His name was Artis Sendahl

He was a greedy old goat

King Janus came to count his purse

And stretched his greedy throat.”

“Don’t run so fast, order boy!” one of the woodsmen called to him as he passed, swaying as he raised a stoneware bottle. “They can’t choke the bastard ‘til we get there. Some bugger has to cut the wood for the fire.” The rest of the woodsmen roared with laughter as Vaelin ran on, resisting the urge to see how well a drunkard could cut wood with his fingers broken.
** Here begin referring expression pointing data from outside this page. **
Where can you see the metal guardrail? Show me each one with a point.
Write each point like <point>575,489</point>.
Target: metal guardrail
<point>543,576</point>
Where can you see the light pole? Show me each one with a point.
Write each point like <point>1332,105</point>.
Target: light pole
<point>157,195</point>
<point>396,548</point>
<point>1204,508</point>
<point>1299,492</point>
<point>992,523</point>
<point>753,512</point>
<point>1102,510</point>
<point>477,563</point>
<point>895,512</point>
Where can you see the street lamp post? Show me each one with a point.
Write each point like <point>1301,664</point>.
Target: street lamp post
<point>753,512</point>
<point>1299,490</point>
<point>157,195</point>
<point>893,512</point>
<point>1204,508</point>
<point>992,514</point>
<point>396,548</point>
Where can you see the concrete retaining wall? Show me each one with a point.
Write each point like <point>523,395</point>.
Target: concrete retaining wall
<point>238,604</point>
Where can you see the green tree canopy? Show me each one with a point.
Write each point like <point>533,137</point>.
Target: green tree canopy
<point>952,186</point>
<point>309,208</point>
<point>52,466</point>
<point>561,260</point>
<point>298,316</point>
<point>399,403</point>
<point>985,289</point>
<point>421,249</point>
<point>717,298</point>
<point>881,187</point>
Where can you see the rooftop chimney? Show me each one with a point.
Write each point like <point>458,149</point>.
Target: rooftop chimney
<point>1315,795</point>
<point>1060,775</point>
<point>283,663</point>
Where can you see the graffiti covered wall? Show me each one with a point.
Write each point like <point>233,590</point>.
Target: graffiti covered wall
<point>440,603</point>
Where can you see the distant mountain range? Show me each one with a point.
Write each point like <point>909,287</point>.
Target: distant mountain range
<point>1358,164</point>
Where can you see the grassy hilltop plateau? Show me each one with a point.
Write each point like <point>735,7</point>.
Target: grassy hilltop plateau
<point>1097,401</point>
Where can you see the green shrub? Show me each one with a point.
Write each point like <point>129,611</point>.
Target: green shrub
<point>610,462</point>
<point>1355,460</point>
He heard it before he saw it, a dull roar beyond the next hill, the sound of thousands of voices speaking at once. As a child he had thought it a monster, snuggling into his mother’s embrace in fear. “Hush now,” she said, stroking his hair, turning his head gently as they crested the rise. “Look Vaelin. Look at all the people.”

To his boy’s eyes it had seemed every subject in the Realm had come to the expansive plain before the walls of Varinshold to share in the blessings of summer, a vast throng covering several acres. Now he found he was amazed to see the crowd was even larger than he remembered, stretching the whole length of the city’s western wall, a haze of mingled exhalation and wood-smoke hanging over the mass, tents and brightly coloured marquees rising from the carpet of bodies. For a youth who had spent much of the last four years in the cramped fortress of the Order House it was almost overwhelming.

How can I track him in this?
he wondered. Behind him came the song of the drunken woodsmen again as their cart caught up, still rejoicing in the death of the King’s minister.
Don’t look for him,
he realised.
Look for the gallows. He’ll be there.

Entering the crowd was an odd experience, mingling exhilaration with trepidation, the throng enveloping him in a mass of moving bodies and unfamiliar odour. Hawkers were everywhere, their shouts barely audible above the noise, selling everything from sweet meats to earthenware. Here and there a knot of spectators had gathered around players and performers, jugglers, acrobats and magicians drawing either cheers and applause or jeers of derision. Vaelin tried not to be distracted but found himself stopping at the more spectacular sights. There was a hugely muscled man who could breath fire and a dark skinned man in silk robes who pulled trinkets from the ears of people in the crowd. Vaelin would linger for a few seconds before remembering his mission and shamedfacedly moving on. It was as he stopped, amazed at the sight of a half naked female tumbler that he felt a hand inside his cloak. It was deft, almost unnoticeable, searching. He caught the intruder’s wrist with his left hand and dragged the owner forward, tripping him over his left ankle. The pickpocket went down heavily, grunting painfully with the impact. It was a boy, small, skinny, dressed in rags. He looked up at Vaelin and snarled, lashing out with his free hand and desperately trying to pull away.

“Ha, thief!” a man in the crowd laughed nastily. “Should know better than to try it on with the Order.”